Friday, December 4, 2015

Many Russians Believe There is a Plan to Dramatically Reduce Their Numbers



Paul Goble

            Staunton, December 4 – Since the mid-1990s, Russians have told sociologists that they believe there is a plan, sometimes coming from the West and sometimes from their own leaders to reduce their numbers by two-thirds or more so that those remaining will be able to live a better life, according to Aleksey Levinson.

            These beliefs, the Levada Center sociologist argues in the latest issue of “Neprikosnovenny zapas,” need to be taken seriously because they reflect the problems Russians have had in adjusting to post-Soviet reality and the conclusion of many of them that they do not matter to anyone else (magazines.russ.ru/nz/2015/103/4l.html).

And that widespread sense that they are no longer needed by anyone, he continues, is why so many of them are so eager to identify with political projects like “Crimea is Ours” because that appears to them to give them the kind of meaning they had in Soviet times when the state told everyone that they were working for the good of the country.

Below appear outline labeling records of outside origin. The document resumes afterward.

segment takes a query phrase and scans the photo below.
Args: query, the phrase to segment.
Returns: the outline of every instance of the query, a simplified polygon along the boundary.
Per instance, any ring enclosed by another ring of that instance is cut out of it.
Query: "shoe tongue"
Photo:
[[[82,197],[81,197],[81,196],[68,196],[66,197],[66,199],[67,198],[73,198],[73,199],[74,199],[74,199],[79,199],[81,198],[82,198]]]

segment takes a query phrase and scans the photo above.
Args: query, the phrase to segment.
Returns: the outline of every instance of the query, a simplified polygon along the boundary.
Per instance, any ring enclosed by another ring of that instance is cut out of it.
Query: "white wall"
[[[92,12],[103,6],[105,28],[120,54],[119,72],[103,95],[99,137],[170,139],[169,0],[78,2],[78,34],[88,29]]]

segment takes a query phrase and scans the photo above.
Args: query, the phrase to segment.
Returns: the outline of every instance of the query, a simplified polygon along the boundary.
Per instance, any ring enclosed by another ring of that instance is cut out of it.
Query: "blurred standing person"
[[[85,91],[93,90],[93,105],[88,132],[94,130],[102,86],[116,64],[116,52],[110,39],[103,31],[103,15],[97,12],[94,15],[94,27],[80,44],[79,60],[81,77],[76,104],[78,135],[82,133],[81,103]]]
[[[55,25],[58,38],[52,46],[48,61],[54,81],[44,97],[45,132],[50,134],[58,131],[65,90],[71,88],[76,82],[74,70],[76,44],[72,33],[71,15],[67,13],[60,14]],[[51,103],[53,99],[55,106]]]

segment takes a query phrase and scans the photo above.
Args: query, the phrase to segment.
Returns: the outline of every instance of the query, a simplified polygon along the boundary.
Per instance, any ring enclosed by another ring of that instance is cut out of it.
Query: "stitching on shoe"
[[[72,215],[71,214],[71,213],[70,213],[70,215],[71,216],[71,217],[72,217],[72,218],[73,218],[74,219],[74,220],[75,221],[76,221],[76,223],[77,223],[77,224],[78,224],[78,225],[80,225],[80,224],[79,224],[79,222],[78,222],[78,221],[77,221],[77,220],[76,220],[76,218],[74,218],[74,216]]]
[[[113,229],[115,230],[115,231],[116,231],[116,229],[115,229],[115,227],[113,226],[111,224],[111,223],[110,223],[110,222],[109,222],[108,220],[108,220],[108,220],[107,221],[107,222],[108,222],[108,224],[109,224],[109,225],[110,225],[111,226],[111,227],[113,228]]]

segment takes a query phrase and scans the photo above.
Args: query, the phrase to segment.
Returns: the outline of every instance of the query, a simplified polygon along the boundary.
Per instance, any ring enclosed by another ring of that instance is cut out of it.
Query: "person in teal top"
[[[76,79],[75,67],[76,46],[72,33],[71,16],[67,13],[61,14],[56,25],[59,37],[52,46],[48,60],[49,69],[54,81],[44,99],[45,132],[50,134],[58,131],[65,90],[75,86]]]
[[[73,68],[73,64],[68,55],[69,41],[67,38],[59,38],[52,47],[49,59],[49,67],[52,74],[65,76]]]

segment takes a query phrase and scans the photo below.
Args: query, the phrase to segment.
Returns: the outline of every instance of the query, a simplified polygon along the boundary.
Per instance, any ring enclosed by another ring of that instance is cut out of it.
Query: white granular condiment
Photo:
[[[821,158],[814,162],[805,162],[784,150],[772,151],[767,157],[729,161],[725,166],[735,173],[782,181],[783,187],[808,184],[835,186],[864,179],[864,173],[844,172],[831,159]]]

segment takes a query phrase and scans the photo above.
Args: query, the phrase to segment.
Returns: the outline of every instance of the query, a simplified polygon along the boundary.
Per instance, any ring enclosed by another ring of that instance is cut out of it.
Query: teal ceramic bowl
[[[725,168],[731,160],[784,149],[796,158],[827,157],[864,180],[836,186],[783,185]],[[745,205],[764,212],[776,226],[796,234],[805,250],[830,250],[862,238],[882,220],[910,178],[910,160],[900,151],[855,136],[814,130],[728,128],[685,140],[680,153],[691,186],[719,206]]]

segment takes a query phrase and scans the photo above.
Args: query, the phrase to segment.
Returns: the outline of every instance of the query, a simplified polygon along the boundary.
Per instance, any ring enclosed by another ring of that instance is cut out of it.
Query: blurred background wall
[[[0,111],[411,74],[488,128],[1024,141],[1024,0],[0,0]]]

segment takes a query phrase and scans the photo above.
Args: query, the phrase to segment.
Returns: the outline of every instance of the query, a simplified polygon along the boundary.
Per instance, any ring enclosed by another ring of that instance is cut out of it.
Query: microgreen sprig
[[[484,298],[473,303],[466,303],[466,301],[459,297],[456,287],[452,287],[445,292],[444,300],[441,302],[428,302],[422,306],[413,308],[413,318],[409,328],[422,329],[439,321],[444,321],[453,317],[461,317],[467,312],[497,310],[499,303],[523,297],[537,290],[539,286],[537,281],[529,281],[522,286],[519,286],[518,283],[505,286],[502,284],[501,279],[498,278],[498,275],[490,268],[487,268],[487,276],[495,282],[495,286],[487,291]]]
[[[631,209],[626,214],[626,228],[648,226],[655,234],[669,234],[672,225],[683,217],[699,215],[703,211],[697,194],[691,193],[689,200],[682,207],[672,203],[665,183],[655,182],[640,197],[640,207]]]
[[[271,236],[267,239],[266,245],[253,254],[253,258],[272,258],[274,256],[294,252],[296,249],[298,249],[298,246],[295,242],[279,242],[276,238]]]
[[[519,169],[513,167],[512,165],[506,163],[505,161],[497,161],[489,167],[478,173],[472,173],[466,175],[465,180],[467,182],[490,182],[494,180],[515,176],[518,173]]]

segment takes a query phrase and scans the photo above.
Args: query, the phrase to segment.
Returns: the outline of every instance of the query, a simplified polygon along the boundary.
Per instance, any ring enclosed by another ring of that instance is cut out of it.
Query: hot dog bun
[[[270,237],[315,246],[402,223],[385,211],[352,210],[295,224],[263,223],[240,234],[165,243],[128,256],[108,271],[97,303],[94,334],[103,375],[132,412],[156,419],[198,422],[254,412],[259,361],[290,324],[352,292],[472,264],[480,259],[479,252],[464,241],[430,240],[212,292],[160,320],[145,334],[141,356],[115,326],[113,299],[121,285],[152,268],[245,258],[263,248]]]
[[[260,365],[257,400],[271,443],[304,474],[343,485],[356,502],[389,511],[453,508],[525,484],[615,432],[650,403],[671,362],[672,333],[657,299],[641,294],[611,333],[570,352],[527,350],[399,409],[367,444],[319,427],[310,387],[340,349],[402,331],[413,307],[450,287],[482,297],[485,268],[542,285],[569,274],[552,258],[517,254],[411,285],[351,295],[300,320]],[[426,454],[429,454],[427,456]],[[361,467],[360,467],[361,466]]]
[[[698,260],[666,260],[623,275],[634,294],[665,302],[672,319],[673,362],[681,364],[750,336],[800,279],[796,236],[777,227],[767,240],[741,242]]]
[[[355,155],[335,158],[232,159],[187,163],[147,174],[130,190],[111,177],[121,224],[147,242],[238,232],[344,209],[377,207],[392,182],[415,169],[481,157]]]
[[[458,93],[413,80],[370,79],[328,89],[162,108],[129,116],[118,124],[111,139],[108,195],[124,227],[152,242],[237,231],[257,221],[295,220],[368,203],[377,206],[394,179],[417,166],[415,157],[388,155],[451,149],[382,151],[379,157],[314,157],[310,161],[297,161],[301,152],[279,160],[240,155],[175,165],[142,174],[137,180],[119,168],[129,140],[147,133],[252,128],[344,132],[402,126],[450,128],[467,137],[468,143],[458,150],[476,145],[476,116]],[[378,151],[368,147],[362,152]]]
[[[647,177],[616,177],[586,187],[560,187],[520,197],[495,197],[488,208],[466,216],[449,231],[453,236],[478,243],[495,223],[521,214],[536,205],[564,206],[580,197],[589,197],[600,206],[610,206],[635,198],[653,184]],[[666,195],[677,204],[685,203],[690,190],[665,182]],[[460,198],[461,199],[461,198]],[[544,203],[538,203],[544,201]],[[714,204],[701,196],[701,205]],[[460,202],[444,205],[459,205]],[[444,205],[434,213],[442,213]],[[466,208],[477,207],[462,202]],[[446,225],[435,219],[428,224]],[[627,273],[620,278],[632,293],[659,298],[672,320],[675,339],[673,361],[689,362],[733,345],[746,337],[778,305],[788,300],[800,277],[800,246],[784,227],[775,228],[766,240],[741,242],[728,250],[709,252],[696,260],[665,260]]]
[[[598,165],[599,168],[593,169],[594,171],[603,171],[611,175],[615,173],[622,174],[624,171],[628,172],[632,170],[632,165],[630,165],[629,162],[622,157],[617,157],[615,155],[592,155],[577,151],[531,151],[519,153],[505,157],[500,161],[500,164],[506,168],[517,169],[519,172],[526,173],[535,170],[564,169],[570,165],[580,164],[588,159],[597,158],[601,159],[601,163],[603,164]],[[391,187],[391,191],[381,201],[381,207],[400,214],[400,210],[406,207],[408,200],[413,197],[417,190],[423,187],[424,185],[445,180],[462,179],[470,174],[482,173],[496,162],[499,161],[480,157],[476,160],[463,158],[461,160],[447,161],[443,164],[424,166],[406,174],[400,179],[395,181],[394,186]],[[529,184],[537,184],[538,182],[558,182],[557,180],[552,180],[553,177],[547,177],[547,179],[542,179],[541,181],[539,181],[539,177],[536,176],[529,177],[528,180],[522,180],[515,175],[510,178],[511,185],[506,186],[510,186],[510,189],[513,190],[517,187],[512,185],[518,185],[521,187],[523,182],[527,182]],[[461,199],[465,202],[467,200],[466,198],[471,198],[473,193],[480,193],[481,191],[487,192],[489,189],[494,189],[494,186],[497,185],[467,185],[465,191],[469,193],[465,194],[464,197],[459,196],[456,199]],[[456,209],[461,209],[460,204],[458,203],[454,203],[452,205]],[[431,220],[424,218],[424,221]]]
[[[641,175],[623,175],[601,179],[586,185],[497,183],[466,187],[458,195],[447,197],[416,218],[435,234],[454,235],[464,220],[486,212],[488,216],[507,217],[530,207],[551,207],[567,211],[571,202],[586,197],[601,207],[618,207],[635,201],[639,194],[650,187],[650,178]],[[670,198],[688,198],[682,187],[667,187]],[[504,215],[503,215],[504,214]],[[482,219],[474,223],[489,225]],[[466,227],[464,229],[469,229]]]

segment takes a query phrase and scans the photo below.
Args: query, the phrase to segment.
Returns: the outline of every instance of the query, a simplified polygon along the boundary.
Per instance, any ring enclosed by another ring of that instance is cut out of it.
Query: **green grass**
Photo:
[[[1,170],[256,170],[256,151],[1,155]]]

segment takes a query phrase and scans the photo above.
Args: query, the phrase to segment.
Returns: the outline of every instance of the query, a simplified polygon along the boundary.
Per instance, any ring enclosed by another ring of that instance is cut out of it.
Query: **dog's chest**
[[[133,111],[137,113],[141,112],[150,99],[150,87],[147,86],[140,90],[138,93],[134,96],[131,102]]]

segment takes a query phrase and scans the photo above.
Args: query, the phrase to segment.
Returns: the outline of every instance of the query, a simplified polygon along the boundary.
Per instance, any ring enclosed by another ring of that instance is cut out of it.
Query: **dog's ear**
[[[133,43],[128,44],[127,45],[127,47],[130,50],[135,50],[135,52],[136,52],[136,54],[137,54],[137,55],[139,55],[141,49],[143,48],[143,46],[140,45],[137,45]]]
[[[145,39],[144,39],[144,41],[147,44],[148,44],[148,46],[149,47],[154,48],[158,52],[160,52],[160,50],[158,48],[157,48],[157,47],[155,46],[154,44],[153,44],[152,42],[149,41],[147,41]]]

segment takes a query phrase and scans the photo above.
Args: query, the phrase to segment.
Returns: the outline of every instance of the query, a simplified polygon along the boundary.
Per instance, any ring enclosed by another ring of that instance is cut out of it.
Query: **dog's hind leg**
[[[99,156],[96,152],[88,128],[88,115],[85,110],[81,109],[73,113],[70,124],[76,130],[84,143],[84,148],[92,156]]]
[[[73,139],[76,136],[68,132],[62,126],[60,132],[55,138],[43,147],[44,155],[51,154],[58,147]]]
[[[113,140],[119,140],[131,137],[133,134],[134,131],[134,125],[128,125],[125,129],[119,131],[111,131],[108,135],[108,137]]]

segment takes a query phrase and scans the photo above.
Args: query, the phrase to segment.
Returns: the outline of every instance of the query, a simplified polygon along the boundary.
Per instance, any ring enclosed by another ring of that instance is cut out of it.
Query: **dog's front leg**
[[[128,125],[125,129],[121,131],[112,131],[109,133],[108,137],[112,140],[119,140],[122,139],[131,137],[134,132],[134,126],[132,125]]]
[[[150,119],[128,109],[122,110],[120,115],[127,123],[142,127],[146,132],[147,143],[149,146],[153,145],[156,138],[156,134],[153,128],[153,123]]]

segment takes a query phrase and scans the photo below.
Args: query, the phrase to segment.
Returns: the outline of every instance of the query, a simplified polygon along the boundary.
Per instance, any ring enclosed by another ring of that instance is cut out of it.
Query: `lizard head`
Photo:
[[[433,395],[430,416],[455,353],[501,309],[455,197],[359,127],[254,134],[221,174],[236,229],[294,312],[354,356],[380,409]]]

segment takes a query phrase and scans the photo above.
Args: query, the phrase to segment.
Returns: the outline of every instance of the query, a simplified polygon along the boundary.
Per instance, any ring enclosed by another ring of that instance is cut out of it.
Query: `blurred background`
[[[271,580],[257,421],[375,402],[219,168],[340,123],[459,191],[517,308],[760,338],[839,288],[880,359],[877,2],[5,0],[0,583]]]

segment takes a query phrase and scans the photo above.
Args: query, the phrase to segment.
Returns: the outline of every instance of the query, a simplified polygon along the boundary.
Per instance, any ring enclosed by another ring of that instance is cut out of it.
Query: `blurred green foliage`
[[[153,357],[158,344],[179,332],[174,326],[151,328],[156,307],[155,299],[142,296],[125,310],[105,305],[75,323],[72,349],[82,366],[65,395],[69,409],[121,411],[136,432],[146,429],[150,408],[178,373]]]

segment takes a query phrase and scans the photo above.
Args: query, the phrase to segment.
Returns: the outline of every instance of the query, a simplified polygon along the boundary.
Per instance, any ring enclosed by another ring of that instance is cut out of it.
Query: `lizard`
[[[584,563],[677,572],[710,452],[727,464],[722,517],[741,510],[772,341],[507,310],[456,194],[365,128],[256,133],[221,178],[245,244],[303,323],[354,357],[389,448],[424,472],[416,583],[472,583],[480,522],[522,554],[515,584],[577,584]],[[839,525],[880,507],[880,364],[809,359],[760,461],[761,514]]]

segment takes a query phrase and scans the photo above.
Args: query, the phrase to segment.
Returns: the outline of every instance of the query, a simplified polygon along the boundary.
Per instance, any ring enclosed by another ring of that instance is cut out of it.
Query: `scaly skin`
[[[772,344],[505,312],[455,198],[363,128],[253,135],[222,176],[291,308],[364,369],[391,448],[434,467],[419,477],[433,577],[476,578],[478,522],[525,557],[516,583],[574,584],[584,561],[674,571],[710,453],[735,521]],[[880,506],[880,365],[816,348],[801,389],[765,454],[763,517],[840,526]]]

Levinson says that Russian sociologists began to hear from Russians in focus groups about the supposed existence of this plan in the mid- 1990s and continue to hear about this idea to this day. When the population was declining, many Russians saw this as evidence that the plan existed and was working.

But now that the population as a whole has stabilized or shown slow growth, many Russians have modified this belief and say that the plan is about reducing the number of ethnic Russians – and that the small upticks in the total population are intended to hide the fact of the plan to destroy Russians.

The idea about the intentional reduction in the number of Russians has several variants. Most often, people speak about reducing the Russian population “by a third, sometimes by a third, and in rare cases, they give an exact percentage,” the sociologist reports. Intriguingly, Russians never talk about the elimination of all the population or about this being part of a plan to allow China to settle its people in Siberia or even more of Russia.

Instead, those who belief this say that “the current population of Russia is too large” for its members to live “a good life.” If “the excess” were eliminated, these people say, then “all would go in a “’normal’” way – either because the West wants it that way or because Russian elites do. Often, those who hold this view see the two working together.

Some who believe there is a plan say it consists in keeping the Russian standard of living too low for people to live. Others point to the promotion of family planning as a tactic to implement this plan. And still others suggest that the plan involves transforming all Russians into homosexuals and thus eliminating the possibility of another generation.

Those who accept this idea make the following point: “We aren’t needed for ‘normal’ life; we aren’t suitable for it. We were needed for Soviet life; it ended but we have remained. We don’t fit in.” That logic explains why Russians have come to believe that there is a plan to destroy them as a people.

In Soviet times, almost everyone worked for the state and thus felt themselves part of something larger.  With the collapse of the Soviet system, people began to work for others and for themselves; and as a result, Levinson says, they no longer felt part of something larger and then felt they weren’t needed. From that to the idea of a plan to destroy them was a small step.

Russians now refer to only a few people as “government” related and they know that only seven or eight million people are needed to operate the critical oil and gas industry. All the rest are simply redistributing that produced by this minority, and that view also leads people to think they are unnecessary.

Had the transition to capitalism really happened and had the state not continued to play such a large role, Levinson says, it might have been that Russians would come to see themselves as individuals who participate in society and the economy as such along with all other individuals.

But what happened in Russia, he says, was not that. Instead, the state bureaucracy continued to dominate the economy – success depended less on entrepreneurial skills than on relations with the bureaucracy and the power elites – and so those who were outside of this charmed circle also had reason to feel themselves increasingly unnecessary.

“At the beginning of our post-Soviet history, the best career for a young person was that of bandit and then entrepreneur. Now, the best career is considered that of the state employee.” As a result, “not reforms but the transformation of [Russian] life toward its new stratification (in the sense of the total dictatorship of the bureaucracy) has led to a situation in which the majority of those who consider themselves participants in economic and social processes do not feel themselves to be independent subjects.”

But they want to be and grab onto those things that allow them to feel themselves as they did part of something larger that will give them meaning, Levinson says; and when they do not feel that way, they are sure they are superfluous and are going to be done away with for precisely that reason.